Guide sentenced for maiming cats in Bookcliffs |

Guide sentenced for maiming cats in Bookcliffs

The Associated Press

DENVER — A wildlife guide has been sentenced to six months home confinement, a $5,000 fine, 50 hours of community service and three years’ probation for illegally capturing and maiming mountain lions and bobcats to make hunts easier for clients by shooting the cats in the paws or legs or attaching leg traps to hold them.

Nicholaus Rodgers, of Shady Cove, Oregon, pleaded guilty to conspiring to violate the Lacey Act, which prohibits the interstate sale of wildlife taken in violation of state regulations.

Rodgers worked as an assistant hunting guide for Loncarich Guides and Outfitters.

Christopher Loncarich, Rodgers’ employer, was a big game outfitter and hunting guide who owned Loncarich Guides and Outfitters and operated primarily in west central Colorado on the border with Utah.

According to federal and state authorities, Loncarich outfitted and guided mountain lion and bobcat hunts in the rugged Bookcliffs Mountains, which run along the Colorado-Utah border north and west of Grand Junction.

Investigators say they found more than 15 clients who had taken part in the illegal killing of more than 30 mountain lions and bobcats.

Clients paid Loncarich up to $7,500 for each mountain lion hunt and Loncarich would then share the proceeds with his assistant guides.
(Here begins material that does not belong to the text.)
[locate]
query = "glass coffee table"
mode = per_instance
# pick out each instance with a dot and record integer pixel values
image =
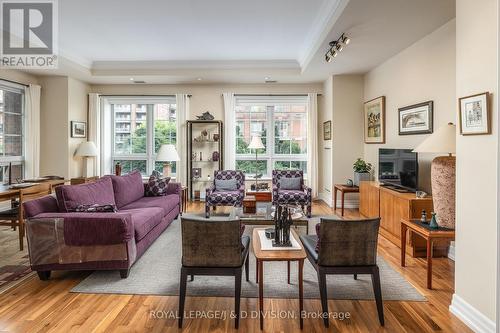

Rodgers admitted to personally assisting clients in unlawfully killing 11 mountain lions and five bobcats.

Loncarich, of Mack, Colorado, was sentenced to 27 months in prison and three years of probation for conspiracy.

“The disturbing conduct uncovered during the course of this investigation is a reminder that even today, poaching remains a threat to the wildlife populations,” Tony Wood, Law Enforcement Chief with the Utah Division of Wildlife Resources, said in a statement issued Thursday.

“We hope this sentencing serves to deter those who are intent upon exploiting wildlife populations at the expense of present and future generations of ethical sportsmen and others who appreciate wildlife,” he said.

Several assistant guides got more lenient sentences.

Three hunting clients were issued notices for violations of the Lacey Act and paid a total of $ 13,100 in fines.